Turkey blocks WikiLeaks email dump on ruling party

London: Anti-secrecy website WikiLeaks has released nearly 300,000 emails linked to Turkish President Recep Tayyip Erdogan’s ruling AKP party, with Turkey immediately blocking access today.

WikiLeaks said the emails came from the party’s web domain akparti.Org.Tr and mainly related to world affairs and not “the most sensitive internal matters”.

It said the emails, which date between 2010 and July 6 this year, were obtained before the attempted coup of July 16.

“WikiLeaks has moved forward its publication schedule in response to the government’s post-coup purges,” the transparency website said in a statement.

The source of the emails “is not connected, in any way, to the elements behind the attempted coup, or to a rival political party or state”, it said.

A Turkish official said the WikiLeaks website was being blocked “due to violation of privacy and publication of illegally obtained data”.

The coup represented the most serious threat to Erdogan’s 13-year domination of Turkey and the president has said he came within 15 minutes of being killed or kidnapped by the plotters before escaping.

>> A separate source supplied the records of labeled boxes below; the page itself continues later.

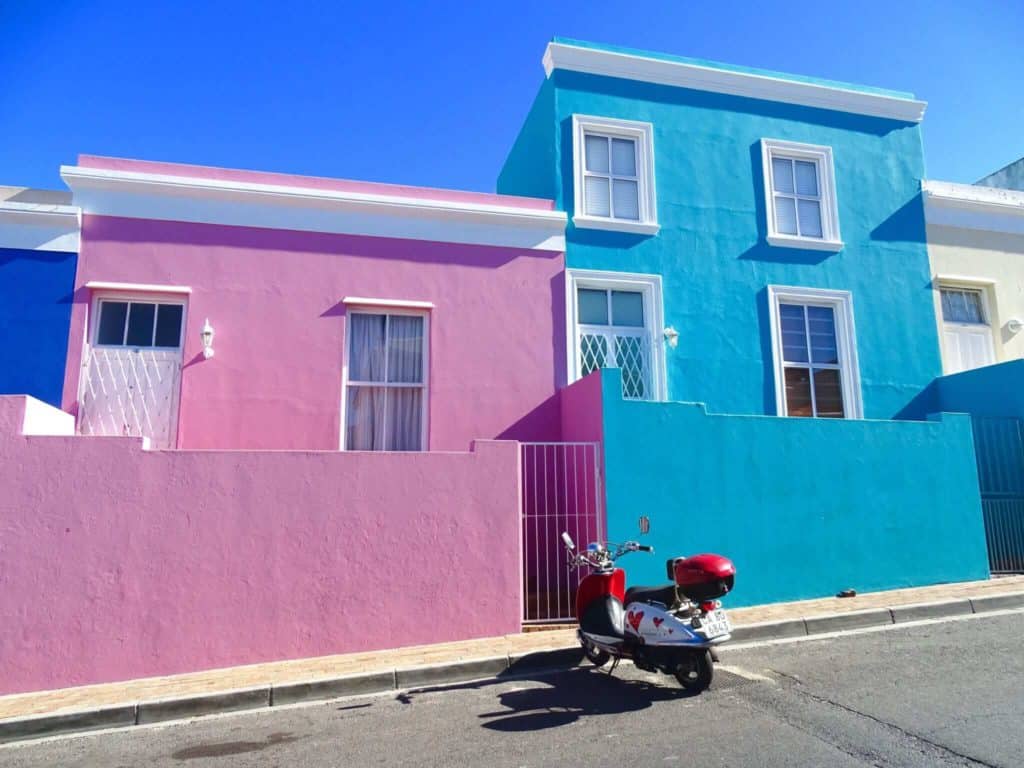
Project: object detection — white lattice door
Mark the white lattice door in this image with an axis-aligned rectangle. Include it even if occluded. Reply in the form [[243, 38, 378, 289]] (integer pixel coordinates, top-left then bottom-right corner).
[[78, 297, 184, 447]]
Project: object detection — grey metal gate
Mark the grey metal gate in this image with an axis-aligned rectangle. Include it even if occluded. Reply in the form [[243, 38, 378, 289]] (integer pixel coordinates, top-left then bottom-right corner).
[[521, 442, 604, 624], [971, 416, 1024, 573]]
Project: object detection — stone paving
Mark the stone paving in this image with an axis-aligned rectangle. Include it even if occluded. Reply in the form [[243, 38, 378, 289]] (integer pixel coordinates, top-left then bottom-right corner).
[[0, 575, 1024, 720]]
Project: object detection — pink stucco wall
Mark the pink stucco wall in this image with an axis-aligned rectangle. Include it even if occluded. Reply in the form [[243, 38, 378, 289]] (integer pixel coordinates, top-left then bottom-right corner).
[[63, 215, 565, 451], [0, 396, 520, 693]]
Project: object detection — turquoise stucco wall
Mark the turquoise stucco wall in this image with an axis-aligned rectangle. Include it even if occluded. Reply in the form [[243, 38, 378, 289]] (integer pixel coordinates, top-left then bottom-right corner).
[[601, 370, 988, 607], [498, 48, 941, 419]]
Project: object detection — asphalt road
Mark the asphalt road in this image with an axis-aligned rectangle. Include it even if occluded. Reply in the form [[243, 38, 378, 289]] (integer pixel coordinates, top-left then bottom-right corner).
[[0, 613, 1024, 768]]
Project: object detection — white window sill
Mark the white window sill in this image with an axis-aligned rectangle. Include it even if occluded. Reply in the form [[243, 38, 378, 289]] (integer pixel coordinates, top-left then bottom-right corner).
[[767, 234, 845, 253], [572, 214, 662, 234]]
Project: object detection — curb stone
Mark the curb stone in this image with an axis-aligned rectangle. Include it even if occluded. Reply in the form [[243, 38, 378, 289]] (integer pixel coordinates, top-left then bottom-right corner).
[[0, 591, 1024, 744]]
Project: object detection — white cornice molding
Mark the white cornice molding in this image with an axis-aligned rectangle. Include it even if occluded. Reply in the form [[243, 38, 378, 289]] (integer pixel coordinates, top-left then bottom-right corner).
[[921, 181, 1024, 234], [0, 200, 80, 253], [60, 166, 566, 252], [543, 43, 928, 123]]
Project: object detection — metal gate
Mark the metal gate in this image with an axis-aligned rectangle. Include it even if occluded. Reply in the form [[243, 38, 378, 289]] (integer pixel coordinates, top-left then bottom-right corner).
[[971, 416, 1024, 573], [521, 442, 604, 624]]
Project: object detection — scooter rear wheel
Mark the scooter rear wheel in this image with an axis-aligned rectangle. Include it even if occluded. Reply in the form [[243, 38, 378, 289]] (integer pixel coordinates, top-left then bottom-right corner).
[[676, 650, 715, 693], [580, 640, 611, 667]]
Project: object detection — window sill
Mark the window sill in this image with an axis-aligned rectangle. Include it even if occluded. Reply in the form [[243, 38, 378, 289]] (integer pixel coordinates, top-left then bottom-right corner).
[[767, 234, 845, 253], [572, 214, 662, 234]]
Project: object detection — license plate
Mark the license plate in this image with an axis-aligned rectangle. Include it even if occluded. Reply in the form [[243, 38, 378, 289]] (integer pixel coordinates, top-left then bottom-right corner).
[[697, 610, 732, 640]]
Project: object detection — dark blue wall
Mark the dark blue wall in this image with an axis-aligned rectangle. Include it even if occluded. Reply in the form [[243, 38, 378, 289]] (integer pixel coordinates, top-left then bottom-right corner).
[[0, 248, 78, 408]]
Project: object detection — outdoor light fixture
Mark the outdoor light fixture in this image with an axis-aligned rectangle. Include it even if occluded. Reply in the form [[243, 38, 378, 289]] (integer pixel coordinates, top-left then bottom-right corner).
[[199, 317, 213, 359]]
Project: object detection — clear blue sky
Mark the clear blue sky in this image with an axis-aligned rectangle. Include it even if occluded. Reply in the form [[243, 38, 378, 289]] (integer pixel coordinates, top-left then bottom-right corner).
[[0, 0, 1024, 190]]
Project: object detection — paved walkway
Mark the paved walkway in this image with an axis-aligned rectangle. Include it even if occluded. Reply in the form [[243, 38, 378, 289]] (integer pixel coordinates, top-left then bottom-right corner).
[[0, 575, 1024, 720]]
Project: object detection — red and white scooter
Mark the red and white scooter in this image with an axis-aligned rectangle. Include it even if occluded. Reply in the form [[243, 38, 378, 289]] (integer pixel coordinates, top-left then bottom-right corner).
[[562, 534, 736, 692]]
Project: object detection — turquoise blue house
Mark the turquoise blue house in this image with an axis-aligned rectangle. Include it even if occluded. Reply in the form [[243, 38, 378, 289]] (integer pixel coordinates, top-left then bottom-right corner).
[[0, 186, 79, 408], [498, 39, 988, 604]]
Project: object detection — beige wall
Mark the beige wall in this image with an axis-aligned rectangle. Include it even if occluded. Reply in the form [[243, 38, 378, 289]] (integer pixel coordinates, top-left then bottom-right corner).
[[928, 224, 1024, 370]]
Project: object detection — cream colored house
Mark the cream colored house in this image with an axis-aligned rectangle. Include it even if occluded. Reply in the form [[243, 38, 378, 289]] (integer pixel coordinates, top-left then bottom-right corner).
[[923, 181, 1024, 374]]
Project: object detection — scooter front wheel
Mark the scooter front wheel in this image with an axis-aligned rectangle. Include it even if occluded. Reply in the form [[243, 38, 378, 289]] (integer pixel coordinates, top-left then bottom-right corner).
[[580, 640, 611, 667], [676, 650, 715, 693]]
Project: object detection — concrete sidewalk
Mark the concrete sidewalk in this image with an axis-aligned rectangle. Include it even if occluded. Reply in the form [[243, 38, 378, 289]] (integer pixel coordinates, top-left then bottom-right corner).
[[0, 577, 1024, 741]]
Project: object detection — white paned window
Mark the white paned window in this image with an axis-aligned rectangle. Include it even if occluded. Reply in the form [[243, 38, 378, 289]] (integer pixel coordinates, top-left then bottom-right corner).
[[344, 311, 428, 451], [939, 286, 995, 374], [761, 139, 843, 251], [572, 115, 657, 234], [768, 286, 862, 419], [566, 269, 665, 400], [94, 299, 184, 349]]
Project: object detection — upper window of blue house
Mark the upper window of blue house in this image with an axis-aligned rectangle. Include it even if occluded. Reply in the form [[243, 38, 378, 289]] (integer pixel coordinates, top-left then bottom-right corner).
[[572, 115, 658, 234]]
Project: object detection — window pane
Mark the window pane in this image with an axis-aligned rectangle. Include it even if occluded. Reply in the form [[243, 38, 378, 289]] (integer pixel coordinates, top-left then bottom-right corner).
[[796, 160, 818, 198], [611, 291, 643, 328], [387, 314, 423, 384], [814, 369, 844, 419], [775, 195, 797, 234], [785, 368, 814, 416], [941, 288, 985, 325], [797, 200, 821, 238], [807, 306, 839, 365], [778, 304, 808, 362], [125, 301, 157, 347], [96, 301, 128, 344], [583, 176, 611, 216], [577, 288, 608, 326], [580, 334, 608, 377], [611, 179, 640, 221], [771, 158, 793, 193], [611, 138, 637, 176], [345, 386, 387, 451], [584, 134, 608, 173], [348, 312, 385, 381], [154, 304, 184, 347], [385, 387, 423, 451]]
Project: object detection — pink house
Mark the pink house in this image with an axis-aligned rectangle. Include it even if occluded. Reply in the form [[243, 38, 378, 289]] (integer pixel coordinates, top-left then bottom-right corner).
[[61, 156, 565, 451]]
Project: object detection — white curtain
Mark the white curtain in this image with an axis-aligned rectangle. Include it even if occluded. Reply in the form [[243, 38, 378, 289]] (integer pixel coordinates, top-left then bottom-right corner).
[[345, 313, 424, 451]]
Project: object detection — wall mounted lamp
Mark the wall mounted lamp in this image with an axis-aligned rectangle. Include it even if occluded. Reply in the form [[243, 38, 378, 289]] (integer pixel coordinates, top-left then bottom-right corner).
[[199, 317, 213, 359]]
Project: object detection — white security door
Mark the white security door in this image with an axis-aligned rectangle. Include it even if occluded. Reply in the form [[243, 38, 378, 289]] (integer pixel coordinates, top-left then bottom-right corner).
[[941, 288, 995, 374], [79, 299, 184, 447]]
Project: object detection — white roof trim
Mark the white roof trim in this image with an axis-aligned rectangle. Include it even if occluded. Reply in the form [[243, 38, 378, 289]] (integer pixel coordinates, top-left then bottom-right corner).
[[341, 296, 434, 309], [60, 166, 566, 251], [544, 43, 928, 123], [921, 181, 1024, 234], [85, 280, 191, 294], [0, 200, 79, 253]]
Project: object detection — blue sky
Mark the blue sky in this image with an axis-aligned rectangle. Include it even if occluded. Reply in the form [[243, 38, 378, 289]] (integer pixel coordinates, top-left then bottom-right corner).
[[0, 0, 1024, 190]]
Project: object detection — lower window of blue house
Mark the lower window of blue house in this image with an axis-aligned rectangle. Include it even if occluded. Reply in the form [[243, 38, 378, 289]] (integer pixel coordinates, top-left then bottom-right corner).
[[769, 286, 862, 419], [343, 311, 427, 451]]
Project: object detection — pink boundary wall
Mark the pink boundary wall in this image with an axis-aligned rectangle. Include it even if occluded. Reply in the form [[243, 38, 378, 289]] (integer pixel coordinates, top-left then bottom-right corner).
[[62, 210, 565, 451], [0, 396, 521, 693]]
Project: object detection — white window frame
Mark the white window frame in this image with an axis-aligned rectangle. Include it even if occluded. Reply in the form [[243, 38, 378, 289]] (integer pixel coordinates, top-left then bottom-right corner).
[[339, 299, 433, 454], [572, 115, 659, 234], [768, 286, 864, 419], [933, 274, 1002, 375], [761, 138, 843, 252], [565, 269, 669, 402]]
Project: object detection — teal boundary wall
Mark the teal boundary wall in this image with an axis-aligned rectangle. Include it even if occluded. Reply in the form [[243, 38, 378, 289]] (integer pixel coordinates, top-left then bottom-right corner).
[[595, 369, 989, 607]]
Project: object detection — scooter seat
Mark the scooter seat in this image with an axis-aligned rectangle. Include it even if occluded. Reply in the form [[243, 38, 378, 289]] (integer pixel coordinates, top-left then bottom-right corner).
[[625, 584, 677, 608]]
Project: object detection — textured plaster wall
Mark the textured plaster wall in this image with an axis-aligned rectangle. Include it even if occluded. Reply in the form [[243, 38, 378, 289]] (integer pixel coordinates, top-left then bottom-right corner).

Tens of thousands of people including soldiers, police officers, judges and teachers have since been either detained or sacked in a widening purge.

The putsch left over 300 dead and caused scenes of devastation, especially in Ankara where raids by F-16s and attack helicopters on strategic targets terrified residents and turned parts of parliament and the police headquarters to rubble.

Founded in 2006 and launched a year later by Australian ex-hacker Julian Assange, WikiLeaks came to prominence in 2010 when it released the video of a US helicopter strike in Baghdad that killed two Reuters staff.

Later that year it released tens of thousands of internal US military documents relating to the wars in Afghanistan and Iraq, detailing cases of abuse, torture and civilian deaths.

It then leaked 250,000 diplomatic cables from US embassies around the world which deeply embarrassed Washington.